US 12,307,362 B2
Batch processing in a machine learning computer
Godfrey Da Costa, Bristol (GB); and Carlo Luschi, Oxford (GB)
Assigned to GRAPHCORE LIMITED, Bristol (GB)
Filed by Graphcore Limited, Bristol (GB)
Filed on Jun. 30, 2021, as Appl. No. 17/363,379.
Claims priority of application No. 2017262 (GB), filed on Oct. 30, 2020.
Prior Publication US 2022/0138564 A1, May 5, 2022
Int. Cl. G06N 3/08 (2023.01); G06N 3/04 (2023.01)

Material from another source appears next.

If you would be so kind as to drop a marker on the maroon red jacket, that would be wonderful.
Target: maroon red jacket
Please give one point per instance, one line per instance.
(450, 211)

CPC G06N 3/08 (2013.01) [G06N 3/04 (2013.01)] 18 Claims
OG exemplary drawing
 
1. A method of processing batches of data in a computer comprising a plurality of pipelined processing stages each providing one or more layers of a machine learning model, the method comprising:
processing a first batch of data in the pipelined processing stages in a forward pass, each layer using an activation function and weights for that layer to generate an output activation, wherein the output activation provides an input for a next layer of the model, and wherein an output layer generates an output of the model;
comparing the output of the model with a target value in accordance with a loss function to provide an estimate of a gradient;
processing the estimate of the gradient in a backwards pass of the model, each layer computing an estimate of the gradient for that layer with respect to the weights for that layer;
generating updated weights in each layer, the updated weights resulting from processing the estimate of the gradient with respect to the weights for the first batch at that layer in the backwards pass, using a learning rate for the model; and
storing the updated weights of that layer for successive processing on the next batch of data;
wherein the step of generating the updated weights in each layer comprises using a modulation factor computed based on a number of the processing stages between that layer and the output layer, wherein the modulation factor is a function of a square root of a function of n+1, where n is proportional to the number of the processing stages between a present layer and the output layer.